The same goes for submitting your work to an agent or editor. Agents and editors are truly busy people. They cannot read every manuscript, so an author must do their homework and make the submission shine. Check the website for submission guidelines. Keep in mind, these are not suggestions, they are actual rules to follow when sending your work. Some agents or editors will request a cover letter, synopsis, and the first three chapters. Check for the length for the synopsis. The agent may want a maximum of three pages, or perhaps one page. Please do not send ten pages. You will not be read. If the guidelines say three chapters, do not send the entire manuscript.  Make sure you spell the name correctly. Check for the genres the agency represents. Whatever you do, do not submit your erotica to a Christian publishing house.

There are some basics to follow. Standard font and type style is Times New Roman or Courier New 12 pt. Script is impossible to read, and fancy fonts are not professional. Use a good quality bond paper. White only! I’ve disqualified contest entries because the submission was received on gray or baby blue paper. Margins should be one inch all around, and the type should be on one side only. Use black ink. Pink or purple may be your favorite colors, but editors will not appreciate your creativity.  Double space your manuscript. Do not include your photograph, your child’s picture, or a puppy photo. The agent will not be impressed. Proof read. Proof read. Proof read.  Ask a friend to proof read the submission for you.

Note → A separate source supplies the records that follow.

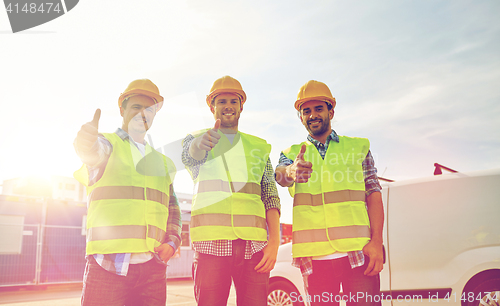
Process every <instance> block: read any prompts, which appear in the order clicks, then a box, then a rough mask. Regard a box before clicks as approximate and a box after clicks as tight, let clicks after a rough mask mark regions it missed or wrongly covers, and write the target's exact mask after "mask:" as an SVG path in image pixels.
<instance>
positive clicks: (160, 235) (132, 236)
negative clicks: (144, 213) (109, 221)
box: [87, 224, 166, 243]
mask: <svg viewBox="0 0 500 306" xmlns="http://www.w3.org/2000/svg"><path fill="white" fill-rule="evenodd" d="M147 232H148V235H147V237H149V238H152V239H154V240H156V241H158V242H160V243H163V239H164V238H165V235H166V232H165V231H164V230H162V229H161V228H158V227H156V226H154V225H151V224H150V225H148V231H147ZM111 239H146V226H144V225H116V226H100V227H92V228H89V229H87V241H99V240H111Z"/></svg>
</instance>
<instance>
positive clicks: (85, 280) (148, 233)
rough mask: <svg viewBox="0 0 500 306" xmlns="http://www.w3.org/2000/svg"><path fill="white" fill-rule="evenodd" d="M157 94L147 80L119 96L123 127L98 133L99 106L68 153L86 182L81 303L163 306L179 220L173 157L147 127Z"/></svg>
mask: <svg viewBox="0 0 500 306" xmlns="http://www.w3.org/2000/svg"><path fill="white" fill-rule="evenodd" d="M162 103H163V97H162V96H161V95H160V92H159V90H158V87H157V86H156V85H155V84H154V83H153V82H151V81H150V80H148V79H139V80H135V81H132V82H131V83H130V84H129V85H128V87H127V88H126V89H125V91H124V92H123V93H122V94H121V95H120V97H119V98H118V106H119V109H120V115H121V116H122V117H123V122H122V127H121V128H118V129H117V130H116V131H115V132H114V133H98V125H99V119H100V115H101V111H100V109H97V110H96V112H95V114H94V119H93V120H92V121H90V122H88V123H86V124H84V125H83V126H82V128H81V129H80V131H79V132H78V135H77V137H76V139H75V142H74V146H75V150H76V152H77V154H78V156H79V157H80V159H81V160H82V162H83V163H84V166H83V167H82V168H81V169H80V170H78V171H77V172H75V178H76V179H78V180H79V181H80V182H81V183H82V184H83V185H85V186H86V187H87V195H88V205H87V206H88V216H87V247H86V258H87V265H86V268H85V274H84V280H83V290H82V305H106V306H107V305H117V306H118V305H120V306H121V305H124V304H126V305H158V306H159V305H162V306H164V305H165V303H166V264H167V262H168V260H169V259H170V258H171V257H172V255H173V254H174V253H175V250H176V249H177V248H178V247H179V245H180V233H181V226H182V224H181V218H180V209H179V203H178V201H177V197H176V196H175V193H174V190H173V179H174V176H175V166H174V164H173V162H172V161H171V160H170V159H169V158H168V157H166V156H164V155H163V154H161V153H160V152H158V151H156V150H155V149H154V148H152V147H151V146H150V145H149V144H148V143H147V142H146V140H145V136H146V132H147V131H148V130H149V128H150V127H151V125H152V123H153V119H154V117H155V115H156V112H157V111H158V110H159V109H160V108H161V105H162Z"/></svg>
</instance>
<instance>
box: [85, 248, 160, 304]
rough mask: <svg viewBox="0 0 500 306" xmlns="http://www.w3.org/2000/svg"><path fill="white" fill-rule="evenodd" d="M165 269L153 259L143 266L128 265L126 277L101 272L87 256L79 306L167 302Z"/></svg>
mask: <svg viewBox="0 0 500 306" xmlns="http://www.w3.org/2000/svg"><path fill="white" fill-rule="evenodd" d="M166 275H167V270H166V267H165V265H163V264H162V263H160V262H158V261H157V260H156V259H155V258H153V259H151V260H150V261H148V262H145V263H142V264H134V265H130V266H129V269H128V273H127V276H121V275H117V274H114V273H111V272H108V271H106V270H105V269H103V268H102V267H101V266H100V265H99V264H98V263H97V262H96V261H95V259H94V256H87V265H86V266H85V275H84V278H83V291H82V305H84V306H94V305H103V306H104V305H106V306H108V305H111V306H123V305H130V306H136V305H148V306H152V305H155V306H156V305H158V306H160V305H161V306H165V304H166V300H167V278H166Z"/></svg>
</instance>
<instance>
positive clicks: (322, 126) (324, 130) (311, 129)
mask: <svg viewBox="0 0 500 306" xmlns="http://www.w3.org/2000/svg"><path fill="white" fill-rule="evenodd" d="M307 131H308V132H309V134H311V135H313V136H320V135H323V134H324V133H325V132H327V131H328V121H325V120H322V121H321V126H320V127H319V129H317V130H316V131H313V130H312V129H311V128H310V127H309V122H308V123H307Z"/></svg>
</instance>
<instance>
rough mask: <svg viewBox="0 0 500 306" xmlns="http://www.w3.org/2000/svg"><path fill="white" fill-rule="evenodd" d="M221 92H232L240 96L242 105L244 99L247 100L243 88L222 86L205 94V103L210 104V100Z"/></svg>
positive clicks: (240, 98) (246, 97) (210, 104)
mask: <svg viewBox="0 0 500 306" xmlns="http://www.w3.org/2000/svg"><path fill="white" fill-rule="evenodd" d="M221 93H232V94H235V95H237V96H239V97H240V101H241V104H242V105H243V104H244V103H245V101H246V100H247V95H246V94H245V92H244V91H243V90H240V89H235V88H234V89H233V88H222V89H216V90H214V91H212V92H211V93H210V94H209V95H208V96H207V105H208V106H209V107H210V106H211V105H212V100H213V99H214V98H215V97H216V96H218V95H220V94H221Z"/></svg>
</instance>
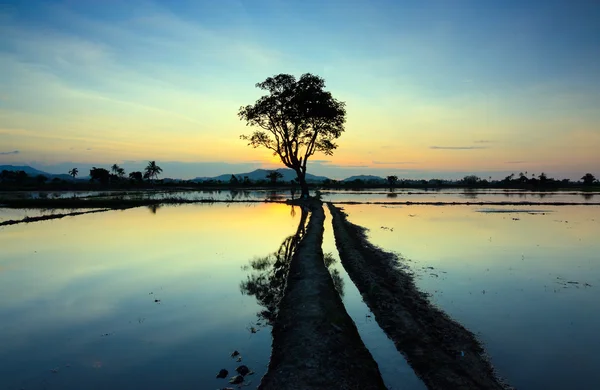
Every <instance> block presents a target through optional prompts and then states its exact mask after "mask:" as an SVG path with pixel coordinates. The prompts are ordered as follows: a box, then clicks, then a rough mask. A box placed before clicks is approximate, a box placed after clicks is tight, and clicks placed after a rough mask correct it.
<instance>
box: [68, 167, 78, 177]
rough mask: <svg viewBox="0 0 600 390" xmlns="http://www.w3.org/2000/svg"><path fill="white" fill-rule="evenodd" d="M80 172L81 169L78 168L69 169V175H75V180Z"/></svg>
mask: <svg viewBox="0 0 600 390" xmlns="http://www.w3.org/2000/svg"><path fill="white" fill-rule="evenodd" d="M78 174H79V169H77V168H73V169H71V170H70V171H69V175H71V176H73V180H75V177H77V175H78Z"/></svg>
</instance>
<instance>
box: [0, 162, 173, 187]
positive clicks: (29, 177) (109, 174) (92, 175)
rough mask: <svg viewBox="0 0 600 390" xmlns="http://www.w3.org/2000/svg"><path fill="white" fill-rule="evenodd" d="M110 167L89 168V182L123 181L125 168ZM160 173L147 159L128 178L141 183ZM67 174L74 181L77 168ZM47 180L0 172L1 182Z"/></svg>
mask: <svg viewBox="0 0 600 390" xmlns="http://www.w3.org/2000/svg"><path fill="white" fill-rule="evenodd" d="M110 169H111V170H110V171H109V170H108V169H105V168H97V167H93V168H92V169H90V174H89V176H90V182H98V183H101V184H104V185H106V184H109V183H115V182H120V181H125V179H126V178H125V169H123V168H122V167H120V166H119V165H118V164H113V165H112V166H111V168H110ZM160 173H162V168H161V167H159V166H158V165H157V164H156V161H149V162H148V165H146V168H144V172H143V173H142V172H140V171H134V172H131V173H129V176H128V178H129V181H130V182H131V183H141V182H143V181H144V180H147V181H149V182H153V181H154V180H157V179H158V176H159V175H160ZM68 175H69V176H71V177H72V178H73V181H74V180H75V179H76V178H77V176H78V175H79V169H78V168H73V169H71V170H69V172H68ZM48 180H49V179H48V177H47V176H46V175H42V174H39V175H36V176H33V177H32V176H30V175H29V174H27V172H25V171H23V170H17V171H9V170H6V169H5V170H3V171H2V172H0V182H2V183H12V184H25V183H28V182H29V183H31V182H34V183H36V184H38V185H43V184H45V183H46V182H47V181H48ZM63 182H65V180H63V179H60V178H58V177H55V178H53V179H52V180H51V183H53V184H62V183H63Z"/></svg>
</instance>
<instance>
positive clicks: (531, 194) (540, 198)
mask: <svg viewBox="0 0 600 390" xmlns="http://www.w3.org/2000/svg"><path fill="white" fill-rule="evenodd" d="M322 194H323V195H322V198H323V200H324V201H327V202H333V203H335V202H413V203H416V202H463V203H464V202H511V203H513V202H539V203H552V202H572V203H599V202H600V193H598V192H581V191H552V192H535V191H524V190H514V189H513V190H501V189H493V190H492V189H451V188H449V189H440V190H424V189H414V188H413V189H395V190H393V191H389V190H382V189H365V190H362V191H345V190H323V191H322Z"/></svg>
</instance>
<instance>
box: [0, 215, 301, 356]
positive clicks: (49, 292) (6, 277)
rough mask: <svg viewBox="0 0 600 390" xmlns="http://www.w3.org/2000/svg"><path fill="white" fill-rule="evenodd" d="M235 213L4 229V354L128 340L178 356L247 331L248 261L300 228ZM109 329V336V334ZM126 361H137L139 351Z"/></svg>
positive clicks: (0, 302) (273, 245) (3, 340)
mask: <svg viewBox="0 0 600 390" xmlns="http://www.w3.org/2000/svg"><path fill="white" fill-rule="evenodd" d="M226 206H227V205H221V204H218V205H212V206H211V207H204V206H198V205H186V206H181V207H177V208H166V209H165V210H164V211H162V210H161V212H159V213H157V214H156V215H151V214H150V213H148V211H147V210H146V209H145V208H139V209H133V210H128V211H124V212H120V211H119V212H107V213H104V214H103V215H102V216H100V215H96V216H91V218H88V217H89V216H83V217H75V218H66V219H62V220H58V221H52V222H50V223H44V222H42V223H36V224H27V225H23V226H18V225H16V226H14V227H13V226H11V227H9V228H6V229H4V230H3V234H2V235H0V247H2V249H3V250H2V251H1V252H0V297H2V299H0V318H2V332H1V333H0V345H2V346H3V348H2V352H1V353H0V356H2V355H4V354H5V353H8V352H10V351H13V352H15V353H17V352H19V351H23V350H31V351H35V352H33V353H35V354H36V355H37V354H38V352H39V351H38V349H39V348H40V345H42V344H45V343H49V344H52V345H54V344H53V343H57V342H59V341H60V342H64V341H65V340H68V342H65V344H63V345H61V346H60V347H58V348H59V349H60V351H61V353H62V352H65V351H67V352H68V351H71V352H73V353H75V352H77V351H84V350H89V349H90V348H92V347H94V345H96V343H100V342H115V340H121V341H123V337H125V338H127V341H126V343H128V344H130V343H138V344H139V343H152V345H153V346H154V348H156V346H161V347H166V348H175V347H176V346H181V345H184V344H185V343H186V342H187V341H189V340H190V339H193V338H199V337H200V338H202V337H204V336H203V335H204V334H206V333H212V334H213V335H217V336H219V337H221V336H222V335H223V332H226V331H228V330H230V331H231V332H234V329H238V328H240V326H241V327H242V328H243V325H240V324H245V323H246V322H247V320H248V318H254V314H255V312H256V310H257V305H256V304H255V302H254V299H250V298H247V299H244V298H242V299H240V297H239V291H238V290H237V289H236V285H237V283H238V281H239V278H240V277H241V276H242V274H243V273H242V271H241V270H240V266H241V265H242V263H243V261H244V260H245V259H246V258H247V256H248V254H249V253H261V252H262V253H264V252H265V251H268V250H271V248H272V246H274V245H277V242H278V241H279V240H280V238H281V231H282V230H284V229H287V228H286V227H289V229H290V230H291V229H294V228H295V225H297V222H296V223H294V220H293V219H291V218H290V217H289V209H288V207H289V206H286V205H265V204H261V205H258V206H257V207H244V205H235V204H233V205H230V207H226ZM198 221H201V223H198ZM259 237H260V239H258V238H259ZM233 239H234V240H235V242H236V245H231V242H232V240H233ZM150 292H153V293H154V294H152V295H149V293H150ZM154 299H161V303H160V304H156V303H154ZM139 318H144V319H145V320H144V321H143V323H140V322H139V321H138V319H139ZM113 332H114V333H113ZM105 333H111V335H110V336H107V337H100V335H101V334H105ZM243 334H244V337H246V333H245V332H243ZM94 348H95V347H94ZM92 349H93V348H92ZM48 353H49V354H50V353H51V351H48ZM52 353H58V352H56V351H55V352H52ZM65 353H66V352H65ZM161 353H164V351H160V350H159V351H155V353H154V354H153V356H158V355H160V354H161ZM124 354H125V355H127V356H129V355H131V356H129V358H131V359H137V360H139V359H140V357H139V356H138V355H139V350H138V349H135V348H134V351H131V352H124ZM133 355H136V356H133ZM144 356H145V355H144ZM149 358H150V357H148V359H149Z"/></svg>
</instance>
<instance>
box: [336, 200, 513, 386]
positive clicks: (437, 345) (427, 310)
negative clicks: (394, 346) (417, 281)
mask: <svg viewBox="0 0 600 390" xmlns="http://www.w3.org/2000/svg"><path fill="white" fill-rule="evenodd" d="M328 206H329V209H330V211H331V215H332V216H333V230H334V234H335V240H336V245H337V247H338V251H339V252H340V258H341V260H342V264H343V265H344V268H346V271H347V272H348V275H349V276H350V278H351V279H352V281H353V282H354V283H355V284H356V286H357V288H358V290H359V291H360V293H361V295H362V296H363V299H364V301H365V303H366V304H367V305H368V306H369V308H370V309H371V311H372V312H373V314H374V316H375V319H376V320H377V323H378V324H379V326H381V328H382V329H383V330H384V331H385V332H386V334H387V335H388V337H389V338H390V339H392V340H393V341H394V343H395V344H396V348H397V349H398V351H400V352H402V354H404V356H406V358H407V360H408V362H409V363H410V365H411V366H412V368H413V369H414V370H415V372H416V374H417V375H418V376H419V377H420V378H421V379H423V382H424V383H425V384H426V385H427V387H428V388H429V389H444V390H447V389H498V390H499V389H507V388H509V387H508V386H507V385H505V384H503V383H501V381H500V380H499V379H498V377H497V376H496V375H495V372H494V370H493V368H492V365H491V364H490V362H489V361H488V360H487V359H486V357H485V355H484V353H485V352H484V350H483V348H482V346H481V344H480V343H479V342H478V341H477V339H476V338H475V336H474V335H473V334H472V333H471V332H469V331H468V330H467V329H465V328H464V327H463V326H462V325H460V324H459V323H457V322H456V321H454V320H452V319H451V318H449V317H448V316H447V315H446V314H445V313H444V312H442V311H441V310H439V309H437V308H436V307H434V306H433V305H432V304H431V303H430V302H429V300H428V299H427V297H426V296H425V295H424V294H423V293H421V292H420V291H419V290H418V289H417V288H416V286H415V284H414V282H413V279H412V276H410V275H409V274H407V273H406V272H404V271H403V270H402V269H401V268H400V267H399V266H398V264H397V258H396V256H395V255H393V254H391V253H388V252H384V251H382V250H381V249H379V248H377V247H375V246H374V245H372V244H371V243H369V241H368V240H367V238H366V236H365V233H364V232H365V229H363V228H361V227H360V226H357V225H354V224H352V223H350V222H348V220H347V219H346V215H345V214H344V213H343V212H341V211H340V209H338V208H337V207H335V206H333V205H332V204H328Z"/></svg>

Remember, writing is a business, and rules must be followed. Want to know more about writing for the editor? Check out the Panhandle Professional Writers’ website at pandhandleprowriters.org for information regarding the Frontiers in Writing Let’s Write Weekend, June 29-30, 2012 in Amarillo, Texas. Hilary Sares, former acquiring editor for a New York publishing house, will present workshops on meeting editors’ expectations. Y’all come. We’d sure like to meet you.

Cait Collins

Ambushed


Ambushed

I’m fortunate to have four of my five sisters living here in Amarillo. Once the repairs were completed, they came over to help me move the furniture into place and make the place a home. Sister #5 has a flair for interior decorating and she’s not shy about letting you know she doesn’t like your ideas. I spent time drawing room layouts to scale just to make sure everything would fit and she didn’t like it. When I left the living room, Number 5 rearranged a section to her taste. Then she started on my office.

Now don’t get me wrong. I appreciate her efforts. I’m not the best designer, and she has good ideas. I’d even admit I like her placements better, but I don’t want to give her a big head. Still, she could have asked about moving the television and chair instead of greeting my return with the finished product. Honestly, the room looks great, so I will overlook the ambush.

As writers, we need to be open to a different perspective on our work. Face it we are too close to the piece to always be objective. “My mother loves it,” is not a critique. Mother loves you and will gush over your story. You need unbiased reader or a critique group. I’m have both. My reader is honest but fair, and I have the best critique group around. These folks allow me the chance to step back and take a critical look at my project. Have I left out vital information? Does the current scene contradict a previous scene? Are my characters always acting appropriately? Often they are correct in their assessments, but they are never cruel and always willing to discuss their suggestions. We do not always agree, but I have fresh ideas and the opportunity to accept or reject their viewpoints. They respect me and my talent, and in turn, I respect them.

Not all readers or critique groups are good. Unfortunately, some writers are more focused on “rip it apart” instead of “can we help make it better”. Look for writers with personalities compatible with yours. You want and need support and advice, not slash and burn. Remember, you are not married to your group. If it’s not working out, you can and should walk. Do not give up on finding the individual or team to help you be your very best. Better to receive criticism from people who care about you and your manuscript than be ambushed by an agent or editor.